早稲田大学理工学術院の中垣隆雄 教授と秋山充良 教授の研究グループは2024年9月17日、海水中のマグネシウムを用いてCO2を炭酸塩として固定したカーボンリサイクル材料を開発し、一般製品と同等の施工性と建設材料として十分な圧縮強度を持ったコンクリートの製造に成功したと発表した。
昨今、CO2を分離回収し資源として有効活用するカーボンリサイクル技術が注目されている。これに関連する技術として、CO2を酸化カルシウムや酸化マグネシウムなどに固定化し、製品材料に応用する技術の開発も進んでいる。
CO2の固定化に用いるカルシウムやマグネシウムは、海水中にイオンとして多く含まれている。そこで研究グループではカルシウムを石膏(CaSO4・2H2O)として、マグネシウムを塩化マグネシウム水和物(MgCl2・2H2O)としてそれぞれ回収し、後者を熱分解して得られる酸化マグネシウムを原料としたカーボンリサイクル材料「WMaCS(ダブルマックス)」を開発した。

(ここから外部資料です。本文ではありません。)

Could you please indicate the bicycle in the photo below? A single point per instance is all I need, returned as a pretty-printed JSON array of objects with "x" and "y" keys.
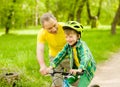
[{"x": 65, "y": 75}]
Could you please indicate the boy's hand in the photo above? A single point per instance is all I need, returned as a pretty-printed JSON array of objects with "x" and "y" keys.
[
  {"x": 43, "y": 70},
  {"x": 74, "y": 71}
]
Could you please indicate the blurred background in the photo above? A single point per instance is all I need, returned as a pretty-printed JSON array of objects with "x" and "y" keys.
[{"x": 20, "y": 23}]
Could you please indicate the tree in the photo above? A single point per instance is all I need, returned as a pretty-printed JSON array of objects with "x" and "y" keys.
[
  {"x": 115, "y": 20},
  {"x": 92, "y": 18}
]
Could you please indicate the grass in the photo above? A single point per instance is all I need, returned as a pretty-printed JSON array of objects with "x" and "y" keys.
[{"x": 18, "y": 54}]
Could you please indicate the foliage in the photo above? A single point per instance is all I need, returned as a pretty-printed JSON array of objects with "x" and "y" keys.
[
  {"x": 25, "y": 10},
  {"x": 18, "y": 54}
]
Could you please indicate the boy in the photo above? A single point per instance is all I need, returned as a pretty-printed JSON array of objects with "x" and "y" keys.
[{"x": 80, "y": 56}]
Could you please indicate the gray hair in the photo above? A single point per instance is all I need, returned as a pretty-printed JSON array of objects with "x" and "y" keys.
[{"x": 46, "y": 17}]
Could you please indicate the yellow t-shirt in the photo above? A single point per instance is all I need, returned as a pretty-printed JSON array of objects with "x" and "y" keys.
[{"x": 55, "y": 41}]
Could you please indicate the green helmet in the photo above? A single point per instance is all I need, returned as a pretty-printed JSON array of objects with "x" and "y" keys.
[{"x": 73, "y": 25}]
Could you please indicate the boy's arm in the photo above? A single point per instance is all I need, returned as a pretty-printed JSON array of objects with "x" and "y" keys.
[{"x": 60, "y": 56}]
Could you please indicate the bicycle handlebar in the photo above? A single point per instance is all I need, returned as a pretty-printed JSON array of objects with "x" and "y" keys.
[{"x": 64, "y": 73}]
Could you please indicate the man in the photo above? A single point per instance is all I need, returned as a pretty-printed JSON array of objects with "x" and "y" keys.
[{"x": 52, "y": 33}]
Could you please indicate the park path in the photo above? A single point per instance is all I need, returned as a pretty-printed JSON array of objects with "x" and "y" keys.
[{"x": 108, "y": 73}]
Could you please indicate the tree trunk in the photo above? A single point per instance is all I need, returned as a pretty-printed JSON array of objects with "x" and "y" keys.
[
  {"x": 115, "y": 21},
  {"x": 36, "y": 13},
  {"x": 72, "y": 12},
  {"x": 93, "y": 19}
]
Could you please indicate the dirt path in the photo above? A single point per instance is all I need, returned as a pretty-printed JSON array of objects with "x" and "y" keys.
[{"x": 108, "y": 74}]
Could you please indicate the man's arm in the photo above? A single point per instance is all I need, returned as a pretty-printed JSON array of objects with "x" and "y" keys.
[{"x": 40, "y": 57}]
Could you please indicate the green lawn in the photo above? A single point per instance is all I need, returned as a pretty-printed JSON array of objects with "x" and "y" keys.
[{"x": 18, "y": 54}]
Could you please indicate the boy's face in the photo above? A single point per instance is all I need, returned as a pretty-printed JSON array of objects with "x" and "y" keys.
[
  {"x": 71, "y": 38},
  {"x": 51, "y": 26}
]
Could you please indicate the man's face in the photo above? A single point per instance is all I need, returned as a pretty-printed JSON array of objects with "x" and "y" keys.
[{"x": 51, "y": 26}]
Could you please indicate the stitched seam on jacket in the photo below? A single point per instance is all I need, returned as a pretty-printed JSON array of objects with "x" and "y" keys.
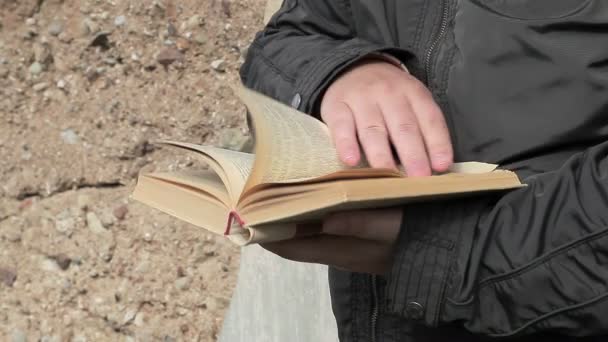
[
  {"x": 337, "y": 54},
  {"x": 268, "y": 62},
  {"x": 491, "y": 281},
  {"x": 312, "y": 74},
  {"x": 420, "y": 25},
  {"x": 553, "y": 313}
]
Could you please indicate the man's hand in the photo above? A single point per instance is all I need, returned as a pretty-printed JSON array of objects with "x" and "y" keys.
[
  {"x": 360, "y": 241},
  {"x": 376, "y": 104}
]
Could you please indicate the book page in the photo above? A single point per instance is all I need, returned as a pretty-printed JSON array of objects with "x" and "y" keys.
[
  {"x": 290, "y": 146},
  {"x": 232, "y": 166}
]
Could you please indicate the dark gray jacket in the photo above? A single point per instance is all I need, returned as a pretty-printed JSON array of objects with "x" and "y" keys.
[{"x": 523, "y": 84}]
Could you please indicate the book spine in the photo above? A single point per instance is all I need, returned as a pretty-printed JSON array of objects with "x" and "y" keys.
[{"x": 231, "y": 218}]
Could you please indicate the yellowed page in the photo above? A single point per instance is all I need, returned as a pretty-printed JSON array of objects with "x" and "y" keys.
[
  {"x": 186, "y": 203},
  {"x": 276, "y": 205},
  {"x": 233, "y": 167},
  {"x": 290, "y": 146}
]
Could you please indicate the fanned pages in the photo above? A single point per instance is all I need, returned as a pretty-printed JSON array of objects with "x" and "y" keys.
[{"x": 293, "y": 177}]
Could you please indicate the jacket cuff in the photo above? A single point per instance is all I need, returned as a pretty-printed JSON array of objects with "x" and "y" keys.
[
  {"x": 327, "y": 67},
  {"x": 424, "y": 255}
]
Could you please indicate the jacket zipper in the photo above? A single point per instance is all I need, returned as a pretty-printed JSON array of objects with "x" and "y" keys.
[
  {"x": 438, "y": 37},
  {"x": 427, "y": 68},
  {"x": 375, "y": 309}
]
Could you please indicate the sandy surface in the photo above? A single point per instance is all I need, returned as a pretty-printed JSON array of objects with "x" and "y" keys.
[{"x": 85, "y": 88}]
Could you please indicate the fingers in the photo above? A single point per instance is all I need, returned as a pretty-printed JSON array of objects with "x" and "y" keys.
[
  {"x": 374, "y": 106},
  {"x": 406, "y": 135},
  {"x": 433, "y": 128},
  {"x": 375, "y": 225},
  {"x": 343, "y": 252},
  {"x": 372, "y": 133},
  {"x": 342, "y": 127}
]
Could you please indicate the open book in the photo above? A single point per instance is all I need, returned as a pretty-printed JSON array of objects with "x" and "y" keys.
[{"x": 294, "y": 177}]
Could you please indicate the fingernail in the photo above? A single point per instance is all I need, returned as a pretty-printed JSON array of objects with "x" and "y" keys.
[
  {"x": 350, "y": 160},
  {"x": 441, "y": 161}
]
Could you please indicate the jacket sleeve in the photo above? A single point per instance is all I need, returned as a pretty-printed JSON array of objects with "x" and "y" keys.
[
  {"x": 302, "y": 49},
  {"x": 535, "y": 259}
]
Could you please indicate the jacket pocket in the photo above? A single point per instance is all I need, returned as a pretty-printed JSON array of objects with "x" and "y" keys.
[{"x": 533, "y": 9}]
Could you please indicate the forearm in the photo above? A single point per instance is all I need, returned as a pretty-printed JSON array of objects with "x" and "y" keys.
[
  {"x": 532, "y": 260},
  {"x": 302, "y": 50}
]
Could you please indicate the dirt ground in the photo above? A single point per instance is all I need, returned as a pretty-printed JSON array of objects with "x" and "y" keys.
[{"x": 86, "y": 86}]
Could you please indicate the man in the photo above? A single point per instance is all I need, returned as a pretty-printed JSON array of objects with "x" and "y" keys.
[{"x": 518, "y": 83}]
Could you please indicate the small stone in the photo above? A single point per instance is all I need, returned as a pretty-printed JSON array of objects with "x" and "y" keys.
[
  {"x": 107, "y": 218},
  {"x": 200, "y": 38},
  {"x": 12, "y": 233},
  {"x": 40, "y": 86},
  {"x": 65, "y": 38},
  {"x": 244, "y": 51},
  {"x": 218, "y": 65},
  {"x": 101, "y": 40},
  {"x": 49, "y": 265},
  {"x": 43, "y": 54},
  {"x": 7, "y": 277},
  {"x": 182, "y": 44},
  {"x": 129, "y": 315},
  {"x": 169, "y": 56},
  {"x": 65, "y": 224},
  {"x": 35, "y": 68},
  {"x": 194, "y": 22},
  {"x": 182, "y": 283},
  {"x": 139, "y": 319},
  {"x": 63, "y": 261},
  {"x": 89, "y": 27},
  {"x": 69, "y": 137},
  {"x": 55, "y": 28},
  {"x": 147, "y": 237},
  {"x": 110, "y": 61},
  {"x": 18, "y": 336},
  {"x": 83, "y": 201},
  {"x": 121, "y": 20},
  {"x": 50, "y": 339},
  {"x": 171, "y": 30},
  {"x": 121, "y": 212},
  {"x": 95, "y": 224},
  {"x": 91, "y": 74}
]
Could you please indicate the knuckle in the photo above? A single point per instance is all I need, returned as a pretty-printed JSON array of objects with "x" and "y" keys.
[
  {"x": 407, "y": 128},
  {"x": 375, "y": 129}
]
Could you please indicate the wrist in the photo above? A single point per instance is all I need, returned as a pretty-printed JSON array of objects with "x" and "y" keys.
[{"x": 385, "y": 57}]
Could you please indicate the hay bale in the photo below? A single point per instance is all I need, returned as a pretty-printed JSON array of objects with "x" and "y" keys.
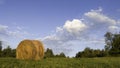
[{"x": 30, "y": 49}]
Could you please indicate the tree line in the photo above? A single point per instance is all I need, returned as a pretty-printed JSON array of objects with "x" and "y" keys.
[{"x": 112, "y": 48}]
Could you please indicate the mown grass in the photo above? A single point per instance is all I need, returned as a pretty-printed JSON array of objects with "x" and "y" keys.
[{"x": 106, "y": 62}]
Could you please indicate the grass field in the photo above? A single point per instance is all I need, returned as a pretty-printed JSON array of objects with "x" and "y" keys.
[{"x": 106, "y": 62}]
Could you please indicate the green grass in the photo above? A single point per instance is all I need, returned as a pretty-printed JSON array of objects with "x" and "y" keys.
[{"x": 106, "y": 62}]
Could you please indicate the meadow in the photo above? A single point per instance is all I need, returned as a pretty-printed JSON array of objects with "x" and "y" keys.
[{"x": 104, "y": 62}]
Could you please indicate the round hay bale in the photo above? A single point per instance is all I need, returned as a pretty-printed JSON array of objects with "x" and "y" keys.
[{"x": 30, "y": 49}]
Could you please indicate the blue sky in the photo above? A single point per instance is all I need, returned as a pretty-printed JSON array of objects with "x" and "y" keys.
[{"x": 63, "y": 25}]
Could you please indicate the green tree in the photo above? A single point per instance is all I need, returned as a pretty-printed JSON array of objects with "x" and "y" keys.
[
  {"x": 0, "y": 48},
  {"x": 112, "y": 44},
  {"x": 62, "y": 55}
]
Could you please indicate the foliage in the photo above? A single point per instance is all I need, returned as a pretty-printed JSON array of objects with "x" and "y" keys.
[
  {"x": 60, "y": 55},
  {"x": 90, "y": 53},
  {"x": 0, "y": 48},
  {"x": 112, "y": 44},
  {"x": 106, "y": 62}
]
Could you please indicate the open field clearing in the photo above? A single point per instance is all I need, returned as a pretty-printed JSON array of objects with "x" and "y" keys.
[{"x": 106, "y": 62}]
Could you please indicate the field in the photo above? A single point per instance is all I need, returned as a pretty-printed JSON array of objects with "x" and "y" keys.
[{"x": 106, "y": 62}]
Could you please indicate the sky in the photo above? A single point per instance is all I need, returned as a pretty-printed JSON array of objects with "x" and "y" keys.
[{"x": 66, "y": 26}]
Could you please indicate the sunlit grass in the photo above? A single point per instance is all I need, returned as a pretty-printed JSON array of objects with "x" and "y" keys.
[{"x": 106, "y": 62}]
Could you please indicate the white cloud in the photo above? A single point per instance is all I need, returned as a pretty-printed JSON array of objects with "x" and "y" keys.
[
  {"x": 75, "y": 26},
  {"x": 77, "y": 34},
  {"x": 96, "y": 16},
  {"x": 114, "y": 28}
]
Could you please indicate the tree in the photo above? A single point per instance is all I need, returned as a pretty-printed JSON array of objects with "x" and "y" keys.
[
  {"x": 112, "y": 43},
  {"x": 0, "y": 45},
  {"x": 0, "y": 48}
]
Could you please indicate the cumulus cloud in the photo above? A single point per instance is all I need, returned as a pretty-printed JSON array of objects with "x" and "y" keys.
[
  {"x": 77, "y": 34},
  {"x": 74, "y": 26},
  {"x": 96, "y": 16}
]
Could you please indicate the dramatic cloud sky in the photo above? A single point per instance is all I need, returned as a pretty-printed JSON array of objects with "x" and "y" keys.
[{"x": 64, "y": 26}]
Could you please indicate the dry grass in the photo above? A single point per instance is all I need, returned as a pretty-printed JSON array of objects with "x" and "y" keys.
[{"x": 30, "y": 49}]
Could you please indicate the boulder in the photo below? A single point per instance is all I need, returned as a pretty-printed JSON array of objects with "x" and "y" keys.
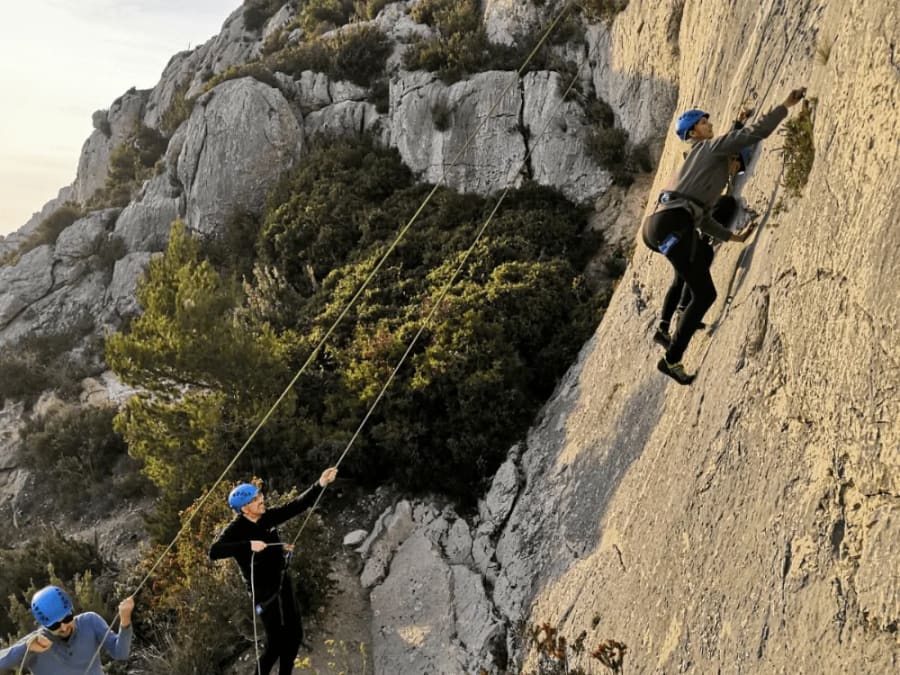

しかし、従来のコンクリートに用いられる普通ポルトランドセメントにWMaCSを混ぜただけのコンクリートは施工性が悪化く、ひび割れなどが発生して強度が不足するという課題があった。
そこで研究グループでは、古くからある非水硬性のソレルセメントの技術にヒントを得て、材料と配合比を変えたコンクリートを作製し、性能評価を実施。混ぜ込むWMaCSの結晶の制御や独自の配合比の研究よって、コンクリートに求められる1〜2時間程度の凝結時間による施工性の確保と、25MPa以上の圧縮強度の両立に成功したという。このコンクリートは1m3当たり約20〜110kgのCO2を長期間固定化できる。
従来のコンクリートに利用される普通ポルトランドセメントは、天然にCO2が固定化されている石灰を熱分解して得られた、酸化カルシウムが主成分のクリンカをもとに製造される。クリンカの製造には熱エネルギーを必要とし、このエネルギーをグリーン化しても、石灰石の熱分解由来のCO2発生は回避できない。
一方、研究グループが開発したWMaCSを利用したコンクリートは、石灰を一切用いず、海水とCO2だけで作製できるため、コンクリートの抱える非エネルギー起源のCO2も削減可能になるとしている。
ただし、WMaCSを利用したコンクリートは塩化物を大量に含み、従来のコンクリートのような強アルカリ性ではないため、普通鋼鉄筋を用いるのは困難という特徴がある。そのため研究グループでは、水中への浸漬による溶脱イオンの測定や、ステンレス鋼鉄筋の腐食試験なども継続して実施を進めている。また、消波ブロックやインターロッキングブロック、プレキャストコンクリートなどへの利用を目指す方針だ。
なお研究グループでは、プラント装置などを手掛けるササクラと共同で、広島県・大崎上島の実証研究エリアにおいて20トン/日の海水を用いたカーボンリサイクル技術のパイロットスケールの試験も取り組んでいる。2024年度中に同エリアにて供給される石炭ガス化複合発電由来のCO2を用い、同様のコンクリートを作製する予定だ。